Among all the data analysis programming languages, Python is here to stay for at least the next 5 years and can be used for every problem that a Data Scientist may come across. Just having Python in the toolset can help you work on various use cases. 70 percent of Data Scientists can be constantly seen using Python within their instances. Often, both Python and R go hand in hand to possibly implement unique projects. However, soon, Julia can be foreseen as a tough competitor for both Python and R.
Learn about the difference between Kotlin and Flutter in our comparison blog on Kotlin vs Flutter.
To grab opportunities better as a Data Scientist, the knowledge of programming languages is a must-have. The above-described languages are the Data Science languages to learn since they are frequently used in Data Science either individually or in combination.

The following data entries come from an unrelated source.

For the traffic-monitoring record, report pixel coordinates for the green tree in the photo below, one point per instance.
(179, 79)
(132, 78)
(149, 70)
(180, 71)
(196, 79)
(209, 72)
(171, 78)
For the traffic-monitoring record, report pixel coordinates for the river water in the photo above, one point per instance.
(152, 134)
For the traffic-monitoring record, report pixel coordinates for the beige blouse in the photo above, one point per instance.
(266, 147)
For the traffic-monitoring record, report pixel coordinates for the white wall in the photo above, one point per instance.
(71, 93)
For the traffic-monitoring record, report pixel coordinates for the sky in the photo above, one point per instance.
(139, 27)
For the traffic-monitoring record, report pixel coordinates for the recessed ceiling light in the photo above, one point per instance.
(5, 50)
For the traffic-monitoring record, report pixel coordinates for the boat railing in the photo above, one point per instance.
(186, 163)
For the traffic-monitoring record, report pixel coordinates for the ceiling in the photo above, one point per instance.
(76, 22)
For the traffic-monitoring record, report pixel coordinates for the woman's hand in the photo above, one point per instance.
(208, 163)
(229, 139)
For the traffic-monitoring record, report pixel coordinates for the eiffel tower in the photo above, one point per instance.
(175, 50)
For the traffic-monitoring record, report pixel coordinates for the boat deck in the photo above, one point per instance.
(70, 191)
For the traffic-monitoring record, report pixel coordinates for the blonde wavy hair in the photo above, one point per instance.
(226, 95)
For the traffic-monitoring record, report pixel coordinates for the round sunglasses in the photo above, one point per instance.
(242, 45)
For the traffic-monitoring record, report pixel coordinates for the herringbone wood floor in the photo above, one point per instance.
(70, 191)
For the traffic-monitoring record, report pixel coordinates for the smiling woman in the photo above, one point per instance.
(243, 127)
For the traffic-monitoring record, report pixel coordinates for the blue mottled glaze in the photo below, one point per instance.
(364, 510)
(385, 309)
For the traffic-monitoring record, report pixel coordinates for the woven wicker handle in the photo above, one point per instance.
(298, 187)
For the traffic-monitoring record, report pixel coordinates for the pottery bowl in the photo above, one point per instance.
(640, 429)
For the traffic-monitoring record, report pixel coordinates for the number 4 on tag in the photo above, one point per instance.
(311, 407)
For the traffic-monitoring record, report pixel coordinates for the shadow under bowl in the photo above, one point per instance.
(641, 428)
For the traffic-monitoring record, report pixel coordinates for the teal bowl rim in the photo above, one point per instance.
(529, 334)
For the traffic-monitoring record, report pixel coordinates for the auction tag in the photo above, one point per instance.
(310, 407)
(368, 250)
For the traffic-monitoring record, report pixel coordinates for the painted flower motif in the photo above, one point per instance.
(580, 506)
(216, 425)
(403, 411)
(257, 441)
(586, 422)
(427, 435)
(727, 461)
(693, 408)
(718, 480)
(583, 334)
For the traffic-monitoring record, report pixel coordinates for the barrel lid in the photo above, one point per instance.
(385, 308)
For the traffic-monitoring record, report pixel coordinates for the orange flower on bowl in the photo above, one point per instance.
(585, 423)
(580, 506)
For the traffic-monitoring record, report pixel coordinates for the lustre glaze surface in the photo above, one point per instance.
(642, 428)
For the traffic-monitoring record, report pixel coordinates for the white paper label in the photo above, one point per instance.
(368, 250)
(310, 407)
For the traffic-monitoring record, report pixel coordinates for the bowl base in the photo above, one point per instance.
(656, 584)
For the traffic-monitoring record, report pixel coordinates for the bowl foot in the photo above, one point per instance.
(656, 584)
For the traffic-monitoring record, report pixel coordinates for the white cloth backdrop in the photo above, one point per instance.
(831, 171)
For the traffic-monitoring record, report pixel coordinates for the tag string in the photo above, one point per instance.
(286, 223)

Knowledge of the application of these Data Science languages amplifies the profile of a Data Scientist. Hence, it is essential to master at least two languages to solve the issues you may face in your career as a Data Scientist. It is preferable to weigh the pros and cons of each language and experiment with it according to the requirements before making a wise decision.
There is no denying the fact that Python is expected to remain as the top choice for Data Scientists as it is reckoned to be the best language for Data Science. However, the other mentioned languages have their specialties in executing various use cases of the field as well. Hence, every programming language we have discussed in this blog can act like a pro in its area of expertise.